Amy always thought it might be nice to get married in the rain, and not just because it would scare the guests away. As a girl she imagined a love so strong it could influence the very atmosphere and cause the clouds to open up, and it sounded to her like the stuff of fairytales.
Then there was the idea of the water itself, in her opinion the most sensual of Aristotle’s elements. Whenever she went out to dance in a summer shower, her skin seemed to open up, ready to feel everything at once.
Then she got old enough to really appreciate what bodies could do for each other, and began to savor the fantasy of coming inside from a storm, shivering, and doing what it would take to warm each other up. Sometimes she still thought she’d rather stay outside alone with the storm.

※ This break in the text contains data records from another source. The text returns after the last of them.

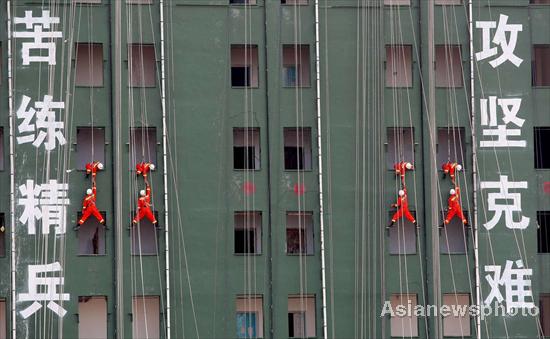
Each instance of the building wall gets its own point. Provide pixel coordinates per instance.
(360, 113)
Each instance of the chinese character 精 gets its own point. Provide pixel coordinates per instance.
(42, 37)
(44, 288)
(507, 209)
(507, 44)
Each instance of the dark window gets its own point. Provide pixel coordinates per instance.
(399, 66)
(448, 66)
(297, 148)
(543, 232)
(143, 145)
(92, 317)
(246, 148)
(244, 65)
(542, 142)
(90, 146)
(91, 237)
(400, 145)
(144, 237)
(296, 70)
(450, 145)
(248, 230)
(249, 316)
(141, 65)
(296, 324)
(299, 233)
(403, 236)
(89, 65)
(541, 65)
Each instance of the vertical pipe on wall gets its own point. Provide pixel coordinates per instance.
(320, 159)
(116, 66)
(165, 167)
(12, 173)
(474, 164)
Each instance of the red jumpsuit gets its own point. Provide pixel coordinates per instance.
(144, 208)
(454, 208)
(450, 169)
(402, 209)
(93, 168)
(400, 169)
(89, 208)
(143, 168)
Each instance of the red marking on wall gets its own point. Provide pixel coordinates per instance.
(249, 188)
(299, 189)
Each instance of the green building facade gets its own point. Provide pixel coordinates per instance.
(274, 127)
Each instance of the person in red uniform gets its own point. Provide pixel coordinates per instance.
(402, 206)
(401, 168)
(144, 207)
(451, 168)
(454, 208)
(92, 168)
(89, 207)
(143, 168)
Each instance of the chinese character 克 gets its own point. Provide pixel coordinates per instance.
(507, 43)
(49, 130)
(508, 209)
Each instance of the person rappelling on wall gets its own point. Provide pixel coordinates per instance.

Even older than before, with image and deportment the most important things she could strive for, the rain was a blessing in yet another form. Amy couldn’t possibly be blamed for an imperfect ensemble if it was the rain that deflated her hair or rumpled her skirts. Anything could be construed as an act of God if you were clever enough.
But on the morning she is finally about to get married, and it’s finally going to be canceled thanks to a deluge of nerves, she finds she can’t let her best friend get caught in the rain where he will catch pneumonia. Rain may be something to be saved from, at last, but it brings two people together and she’s the next bride!